Our consciousness of the world is not merely receptive and representational; it is also laden with feeling that moves us to impact that world. Hence, we act – sometimes with forethought, usually not. Some springs of action may be purely internal, and these are often called drives, but many others arise from emotions or combinations of emotions and beliefs, both of which are derived from, or are part of, our consciousness of the external world. I accept the position that anything motivating must have an affective aspect, but pure affect cannot motivate, because it has no object. When motivated, we may or may not act on the motive. An account of why we sometimes do and sometimes do not leads directly into one of the most difficult issues in the metaphysics of the human person, the problem of free will. I will not attempt an account of human freedom in this book, but will merely mention the step that sometimes comes between the desire to bring about a certain end and the act: choice or decision. I believe that the importance of choice has been exaggerated in moral philosophy. Virtues and vices are not primarily patterns of choice, but rather patterns of feeling and acting, some of which, but not all of which, involve choice. Modern ethics has focused excessively on choice because of the modern shrinking of the range of responsibility.
This good and that good; take away this and that, and see good itself if you can; so you will see God ….
Augustine, De Trinitate VIII, 3
A BRIEF HISTORY OF THE IMITATIO DEI
The idea of imitating a god and the divine world was widespread among ancient peoples, who thought that through imitation they could share in the gods' power, thereby compensating for the fragility of human life. The world of the gods was both an ideal and a prototype of human existence. Some even thought that everything in the human world was a replica of something in the divine world.
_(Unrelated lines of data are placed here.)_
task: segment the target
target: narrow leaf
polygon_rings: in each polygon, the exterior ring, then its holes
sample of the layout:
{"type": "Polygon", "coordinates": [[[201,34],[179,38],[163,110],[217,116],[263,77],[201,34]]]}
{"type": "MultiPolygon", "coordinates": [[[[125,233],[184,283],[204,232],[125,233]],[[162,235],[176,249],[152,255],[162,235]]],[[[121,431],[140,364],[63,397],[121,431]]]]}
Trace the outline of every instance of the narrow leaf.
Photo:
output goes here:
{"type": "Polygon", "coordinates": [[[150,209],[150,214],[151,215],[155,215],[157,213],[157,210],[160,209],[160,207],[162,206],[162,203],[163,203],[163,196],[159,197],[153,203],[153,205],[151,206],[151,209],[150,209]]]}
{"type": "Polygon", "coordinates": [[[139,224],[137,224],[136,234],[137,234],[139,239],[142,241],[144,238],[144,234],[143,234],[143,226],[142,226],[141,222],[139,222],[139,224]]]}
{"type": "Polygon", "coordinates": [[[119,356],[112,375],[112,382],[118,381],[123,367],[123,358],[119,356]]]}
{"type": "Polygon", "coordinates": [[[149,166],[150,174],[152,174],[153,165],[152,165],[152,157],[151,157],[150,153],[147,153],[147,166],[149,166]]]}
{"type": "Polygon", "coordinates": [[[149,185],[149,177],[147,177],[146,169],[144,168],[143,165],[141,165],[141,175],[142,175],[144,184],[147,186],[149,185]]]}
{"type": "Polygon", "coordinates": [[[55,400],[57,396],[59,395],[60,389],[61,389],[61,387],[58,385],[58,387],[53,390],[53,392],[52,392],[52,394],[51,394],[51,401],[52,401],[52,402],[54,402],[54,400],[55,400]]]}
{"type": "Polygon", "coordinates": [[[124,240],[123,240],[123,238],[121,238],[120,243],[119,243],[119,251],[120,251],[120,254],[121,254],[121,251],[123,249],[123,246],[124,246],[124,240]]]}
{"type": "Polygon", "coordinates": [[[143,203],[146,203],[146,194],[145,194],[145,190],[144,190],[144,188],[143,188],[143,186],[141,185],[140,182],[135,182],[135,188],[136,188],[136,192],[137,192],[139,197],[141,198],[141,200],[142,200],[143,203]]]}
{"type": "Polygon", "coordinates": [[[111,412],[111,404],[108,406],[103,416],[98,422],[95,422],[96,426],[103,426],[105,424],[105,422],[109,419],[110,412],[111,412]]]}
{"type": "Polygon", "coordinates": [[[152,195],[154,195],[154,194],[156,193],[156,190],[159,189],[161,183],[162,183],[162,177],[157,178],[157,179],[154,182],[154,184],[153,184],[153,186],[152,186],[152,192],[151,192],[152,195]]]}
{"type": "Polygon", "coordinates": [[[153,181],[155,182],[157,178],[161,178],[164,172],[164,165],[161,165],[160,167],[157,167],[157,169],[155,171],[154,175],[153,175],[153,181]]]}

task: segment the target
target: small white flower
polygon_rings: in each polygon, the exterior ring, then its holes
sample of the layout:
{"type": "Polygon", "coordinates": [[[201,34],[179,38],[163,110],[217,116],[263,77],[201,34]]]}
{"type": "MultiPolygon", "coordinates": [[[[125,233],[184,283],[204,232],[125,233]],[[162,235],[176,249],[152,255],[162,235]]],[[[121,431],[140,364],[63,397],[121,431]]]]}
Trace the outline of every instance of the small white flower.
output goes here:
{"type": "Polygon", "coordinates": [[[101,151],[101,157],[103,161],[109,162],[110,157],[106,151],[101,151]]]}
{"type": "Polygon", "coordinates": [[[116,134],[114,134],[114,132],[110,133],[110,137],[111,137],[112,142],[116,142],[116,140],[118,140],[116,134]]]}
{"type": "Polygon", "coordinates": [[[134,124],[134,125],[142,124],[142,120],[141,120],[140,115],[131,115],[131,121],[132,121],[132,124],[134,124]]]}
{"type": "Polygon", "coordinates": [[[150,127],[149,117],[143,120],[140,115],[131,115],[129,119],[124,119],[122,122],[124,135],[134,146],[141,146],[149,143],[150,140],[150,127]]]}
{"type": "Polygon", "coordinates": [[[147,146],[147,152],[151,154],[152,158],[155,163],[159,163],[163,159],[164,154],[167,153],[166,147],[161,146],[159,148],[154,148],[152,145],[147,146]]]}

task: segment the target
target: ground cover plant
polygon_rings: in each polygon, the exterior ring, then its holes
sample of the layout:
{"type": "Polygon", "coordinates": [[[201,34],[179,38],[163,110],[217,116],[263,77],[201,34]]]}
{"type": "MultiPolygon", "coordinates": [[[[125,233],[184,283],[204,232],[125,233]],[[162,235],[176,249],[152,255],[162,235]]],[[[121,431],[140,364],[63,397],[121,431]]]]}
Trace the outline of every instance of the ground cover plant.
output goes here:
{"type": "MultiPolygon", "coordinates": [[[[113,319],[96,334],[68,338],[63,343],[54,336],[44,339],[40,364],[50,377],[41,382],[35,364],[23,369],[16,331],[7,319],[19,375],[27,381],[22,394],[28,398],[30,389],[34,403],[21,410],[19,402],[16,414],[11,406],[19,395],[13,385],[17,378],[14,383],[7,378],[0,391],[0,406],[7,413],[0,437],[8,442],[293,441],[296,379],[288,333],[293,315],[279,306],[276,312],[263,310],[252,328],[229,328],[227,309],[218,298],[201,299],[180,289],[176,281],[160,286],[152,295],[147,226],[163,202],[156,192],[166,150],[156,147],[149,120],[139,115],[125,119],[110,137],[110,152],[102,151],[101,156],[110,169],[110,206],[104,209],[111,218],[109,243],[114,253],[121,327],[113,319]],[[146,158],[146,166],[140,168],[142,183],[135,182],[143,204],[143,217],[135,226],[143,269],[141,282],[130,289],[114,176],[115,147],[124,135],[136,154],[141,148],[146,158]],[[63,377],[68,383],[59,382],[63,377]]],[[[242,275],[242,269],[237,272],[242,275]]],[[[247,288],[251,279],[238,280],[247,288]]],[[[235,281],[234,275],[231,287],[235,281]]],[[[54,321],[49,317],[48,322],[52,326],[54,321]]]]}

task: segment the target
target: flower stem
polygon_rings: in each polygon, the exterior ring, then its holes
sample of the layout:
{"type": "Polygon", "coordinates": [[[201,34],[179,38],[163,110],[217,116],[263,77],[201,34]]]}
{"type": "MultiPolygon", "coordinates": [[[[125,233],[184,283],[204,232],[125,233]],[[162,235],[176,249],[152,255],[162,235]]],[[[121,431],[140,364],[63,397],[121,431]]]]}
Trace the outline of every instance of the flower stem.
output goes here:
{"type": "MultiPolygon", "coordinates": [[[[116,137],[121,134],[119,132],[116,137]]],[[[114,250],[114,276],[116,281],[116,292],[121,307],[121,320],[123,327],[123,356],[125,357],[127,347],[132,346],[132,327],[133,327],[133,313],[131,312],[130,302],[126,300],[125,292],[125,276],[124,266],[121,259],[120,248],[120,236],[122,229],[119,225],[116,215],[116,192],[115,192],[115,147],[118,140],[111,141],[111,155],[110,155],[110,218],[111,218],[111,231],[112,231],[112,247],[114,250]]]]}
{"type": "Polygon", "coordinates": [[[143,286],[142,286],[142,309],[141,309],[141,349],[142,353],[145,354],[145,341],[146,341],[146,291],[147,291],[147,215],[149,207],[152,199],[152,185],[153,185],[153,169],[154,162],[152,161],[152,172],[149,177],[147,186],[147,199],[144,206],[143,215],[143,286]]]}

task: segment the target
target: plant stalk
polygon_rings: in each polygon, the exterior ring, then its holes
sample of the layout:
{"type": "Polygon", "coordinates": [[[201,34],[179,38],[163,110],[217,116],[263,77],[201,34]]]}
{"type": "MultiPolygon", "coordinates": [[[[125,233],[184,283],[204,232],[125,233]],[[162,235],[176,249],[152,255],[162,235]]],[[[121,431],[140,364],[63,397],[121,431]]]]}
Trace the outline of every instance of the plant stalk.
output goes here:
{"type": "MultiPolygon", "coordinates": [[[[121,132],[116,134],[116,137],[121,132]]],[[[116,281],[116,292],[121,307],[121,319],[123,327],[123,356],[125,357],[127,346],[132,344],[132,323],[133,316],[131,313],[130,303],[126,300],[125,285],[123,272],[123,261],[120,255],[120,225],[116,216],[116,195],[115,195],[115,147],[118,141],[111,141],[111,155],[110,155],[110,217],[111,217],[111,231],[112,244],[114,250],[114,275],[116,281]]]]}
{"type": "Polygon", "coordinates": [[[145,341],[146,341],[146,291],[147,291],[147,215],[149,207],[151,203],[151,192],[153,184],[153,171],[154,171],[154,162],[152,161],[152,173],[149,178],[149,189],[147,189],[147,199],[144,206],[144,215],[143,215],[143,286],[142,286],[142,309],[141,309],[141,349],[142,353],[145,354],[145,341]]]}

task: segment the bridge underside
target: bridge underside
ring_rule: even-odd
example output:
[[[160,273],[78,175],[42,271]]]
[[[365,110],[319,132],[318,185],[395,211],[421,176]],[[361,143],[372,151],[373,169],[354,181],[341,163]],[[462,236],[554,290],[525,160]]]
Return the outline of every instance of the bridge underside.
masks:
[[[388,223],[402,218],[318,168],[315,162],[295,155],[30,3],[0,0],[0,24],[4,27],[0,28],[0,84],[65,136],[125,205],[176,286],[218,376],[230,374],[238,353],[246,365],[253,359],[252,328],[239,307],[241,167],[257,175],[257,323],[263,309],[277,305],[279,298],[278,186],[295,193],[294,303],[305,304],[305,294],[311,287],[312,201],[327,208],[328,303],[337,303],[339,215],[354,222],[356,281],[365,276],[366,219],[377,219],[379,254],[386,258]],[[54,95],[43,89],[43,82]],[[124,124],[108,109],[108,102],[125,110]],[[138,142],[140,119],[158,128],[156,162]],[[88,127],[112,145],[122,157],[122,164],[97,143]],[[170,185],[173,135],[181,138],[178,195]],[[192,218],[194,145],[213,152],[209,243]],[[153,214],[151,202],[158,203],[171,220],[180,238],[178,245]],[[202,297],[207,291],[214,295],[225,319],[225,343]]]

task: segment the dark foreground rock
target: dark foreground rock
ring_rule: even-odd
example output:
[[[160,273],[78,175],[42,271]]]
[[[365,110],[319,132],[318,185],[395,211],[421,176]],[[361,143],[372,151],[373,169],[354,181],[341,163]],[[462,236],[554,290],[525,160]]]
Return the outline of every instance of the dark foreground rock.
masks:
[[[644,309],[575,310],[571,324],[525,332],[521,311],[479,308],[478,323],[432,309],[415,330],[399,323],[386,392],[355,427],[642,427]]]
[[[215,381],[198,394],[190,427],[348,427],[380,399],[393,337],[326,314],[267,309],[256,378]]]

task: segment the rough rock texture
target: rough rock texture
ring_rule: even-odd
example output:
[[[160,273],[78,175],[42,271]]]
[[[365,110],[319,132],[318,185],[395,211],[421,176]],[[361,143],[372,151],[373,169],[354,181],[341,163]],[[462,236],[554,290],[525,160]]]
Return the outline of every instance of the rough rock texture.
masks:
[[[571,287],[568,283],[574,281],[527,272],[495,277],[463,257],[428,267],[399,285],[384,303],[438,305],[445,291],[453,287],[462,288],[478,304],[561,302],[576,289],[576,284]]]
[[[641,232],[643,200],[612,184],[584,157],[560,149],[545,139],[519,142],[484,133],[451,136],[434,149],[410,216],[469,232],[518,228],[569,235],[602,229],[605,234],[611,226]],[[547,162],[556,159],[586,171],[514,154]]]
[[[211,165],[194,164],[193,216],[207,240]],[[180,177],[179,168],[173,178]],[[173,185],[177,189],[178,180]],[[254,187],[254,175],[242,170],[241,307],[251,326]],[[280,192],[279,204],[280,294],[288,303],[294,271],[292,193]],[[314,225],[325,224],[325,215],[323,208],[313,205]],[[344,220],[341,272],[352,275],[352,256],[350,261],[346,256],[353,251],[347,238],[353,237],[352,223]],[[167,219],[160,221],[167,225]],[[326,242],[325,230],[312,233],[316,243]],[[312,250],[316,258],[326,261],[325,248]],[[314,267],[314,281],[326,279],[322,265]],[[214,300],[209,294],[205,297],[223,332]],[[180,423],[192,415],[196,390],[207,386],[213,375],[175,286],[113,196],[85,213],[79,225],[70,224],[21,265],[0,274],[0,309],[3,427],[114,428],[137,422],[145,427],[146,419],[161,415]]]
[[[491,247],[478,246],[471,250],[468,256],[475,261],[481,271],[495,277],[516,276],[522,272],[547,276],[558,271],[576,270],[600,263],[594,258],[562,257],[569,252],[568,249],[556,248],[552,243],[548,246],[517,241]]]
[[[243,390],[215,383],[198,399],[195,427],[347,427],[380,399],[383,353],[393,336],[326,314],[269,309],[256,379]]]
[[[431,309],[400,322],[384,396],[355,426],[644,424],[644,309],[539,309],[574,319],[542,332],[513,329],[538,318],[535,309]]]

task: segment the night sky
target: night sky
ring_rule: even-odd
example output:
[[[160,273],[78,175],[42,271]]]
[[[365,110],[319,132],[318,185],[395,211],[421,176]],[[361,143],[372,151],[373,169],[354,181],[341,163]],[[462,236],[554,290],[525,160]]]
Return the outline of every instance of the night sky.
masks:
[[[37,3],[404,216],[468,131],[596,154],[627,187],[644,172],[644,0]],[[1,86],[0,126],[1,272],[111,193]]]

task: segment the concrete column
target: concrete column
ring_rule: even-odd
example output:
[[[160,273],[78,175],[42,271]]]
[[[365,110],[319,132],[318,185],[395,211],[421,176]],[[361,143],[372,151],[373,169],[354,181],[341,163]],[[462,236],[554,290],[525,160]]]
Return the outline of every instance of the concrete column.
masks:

This belief informed the mythology and ritual of ancient peoples and continues to be strongly held in more traditional societies today. We have already noted that imitation is a basic way in which humans and other animals learn, but to imitate a perfect being sounds incredible. Paradoxically, the more worthy of imitation a deity is, the harder it is to see how any finite human can aspire to its likeness. This is one problem faced by the idea of imitating a god. Another is that it was sometimes thought to exhibit hubris to aspire to be like the gods. “Do not try to become Zeus,” warns Pindar, “for mortal things suit mortals best.” Here Pindar expresses an opposing strain in Greek thought that existed alongside the desire to imitate the gods – the idea that imitation is irreverent.